Bleach Fan Fiction ❯ Surrender Hope ❯ Chapter 1

[ T - Teen: Not suitable for readers under 13 ]
Surrender Hope

A/N-First Bleach Fic, so be kind. It’s set during the soul society arc, when Rukia is imprisoned in the tower. It’s a little look at how she’s feeling.



The window is narrow and lets in little light. I stare out endlessly at a world which is not mine anymore. It hasn’t been mine since I gave my powers, my strength and abilities to him. I do not belong here or in his world. Outcast and traitor in one, unremarked and forgotten in the other.

Soon to be no more in either, for I am traitor and sentenced to die for that crime. This tower is a prison cell, as much or more than the last cell was, for its window stares out at the device that will be my undoing. They say this a place of repentance, but I will not repent my crimes. I would do it all again, all for the sake of meeting them. A soul reaper doesn’t have or need friends, as any one of my brethren will tell you, but I do. A weakness on my part and a fatal flaw to their way of thinking, but I will not regret it.
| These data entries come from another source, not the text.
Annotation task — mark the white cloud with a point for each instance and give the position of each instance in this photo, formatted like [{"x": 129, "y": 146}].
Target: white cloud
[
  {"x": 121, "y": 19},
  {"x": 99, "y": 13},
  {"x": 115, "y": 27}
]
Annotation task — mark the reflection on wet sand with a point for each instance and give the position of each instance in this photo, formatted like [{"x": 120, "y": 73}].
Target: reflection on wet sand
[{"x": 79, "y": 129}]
I will not regret meeting you, Ichigo, nor surrendering my powers to you. I will not repent for the time I spent in your company, or that of your friends, who accepted me and made me one of them. I cannot regret that. To do so would make me no better than a hollow myself. Because while I would not be a monster, I would be as hollow inside as those poor souls are.

Renji told me of intruders in the soul society, led by a soul reaper with a zanpaku-to as tall as he is and with orange hair. Can it really be you? It can’t be, for my brother’s attacks should have destroyed your spiritual powers. You can’t be here. It’s an impossibility. But I want to believe that you came for me, that you are still alive and strong.
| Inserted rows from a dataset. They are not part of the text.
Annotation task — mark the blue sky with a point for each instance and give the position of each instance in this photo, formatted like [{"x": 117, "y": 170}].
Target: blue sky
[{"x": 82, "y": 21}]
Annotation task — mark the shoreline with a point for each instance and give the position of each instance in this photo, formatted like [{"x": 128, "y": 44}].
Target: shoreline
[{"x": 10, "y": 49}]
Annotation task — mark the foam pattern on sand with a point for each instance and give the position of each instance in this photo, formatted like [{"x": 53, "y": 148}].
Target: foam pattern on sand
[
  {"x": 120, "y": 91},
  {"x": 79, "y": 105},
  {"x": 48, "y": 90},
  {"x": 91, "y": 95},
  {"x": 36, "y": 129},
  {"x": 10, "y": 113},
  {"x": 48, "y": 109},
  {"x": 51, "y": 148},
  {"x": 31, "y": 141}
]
Not like I last saw you, battered and bleeding on the pavement. Dying by inches and still unwilling to give up, clinging stubbornly to my brother’s robe. You knew, didn’t you, when I kicked your hand aside and told you to give up, that I was saving your life? He would have killed you sooner than look at you. It was all I could do to speak in that cold voice, and to hide the tears I could not shed.

Moisture drops onto the sleeve of Rukia’s yukata and she stares at it in anguished wonder. She thought she had forgotten how to cry all those years ago. That she still can is a surprise, and not a pleasant one. She can feel her heart breaking with every tear that spills from her burning eyes. But she will not give them the satisfaction. She will not wipe the tears away.
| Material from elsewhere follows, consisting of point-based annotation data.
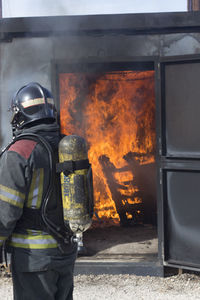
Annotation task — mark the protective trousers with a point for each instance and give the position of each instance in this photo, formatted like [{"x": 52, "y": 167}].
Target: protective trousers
[{"x": 55, "y": 283}]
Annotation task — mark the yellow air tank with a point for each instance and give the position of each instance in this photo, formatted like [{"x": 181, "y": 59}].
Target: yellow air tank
[{"x": 76, "y": 183}]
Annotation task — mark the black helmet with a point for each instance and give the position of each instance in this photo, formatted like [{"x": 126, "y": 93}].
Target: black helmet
[{"x": 32, "y": 103}]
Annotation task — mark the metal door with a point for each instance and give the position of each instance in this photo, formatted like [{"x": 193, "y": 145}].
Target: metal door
[{"x": 179, "y": 161}]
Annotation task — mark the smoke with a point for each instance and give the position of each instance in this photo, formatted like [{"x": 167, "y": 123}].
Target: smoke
[{"x": 28, "y": 8}]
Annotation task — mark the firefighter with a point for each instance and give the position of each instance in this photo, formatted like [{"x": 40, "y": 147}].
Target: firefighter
[{"x": 31, "y": 222}]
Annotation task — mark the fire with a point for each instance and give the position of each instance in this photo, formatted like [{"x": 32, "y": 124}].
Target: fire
[{"x": 115, "y": 113}]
Let them think that these tears are of repentance. It will not matter in the end. In spite of what Renji whispered to me, I will not let myself hope. Hope is a weakness I cannot afford. You will survive in the other world, where in time you will forget me, as the others have. It will fade from your memory as surely as it has from theirs, now that you are without spiritual power and the ability to see ghosts, it will all seem a dream and you will go on about your normal life. You will be safe.

I will surrender all hope… except that one.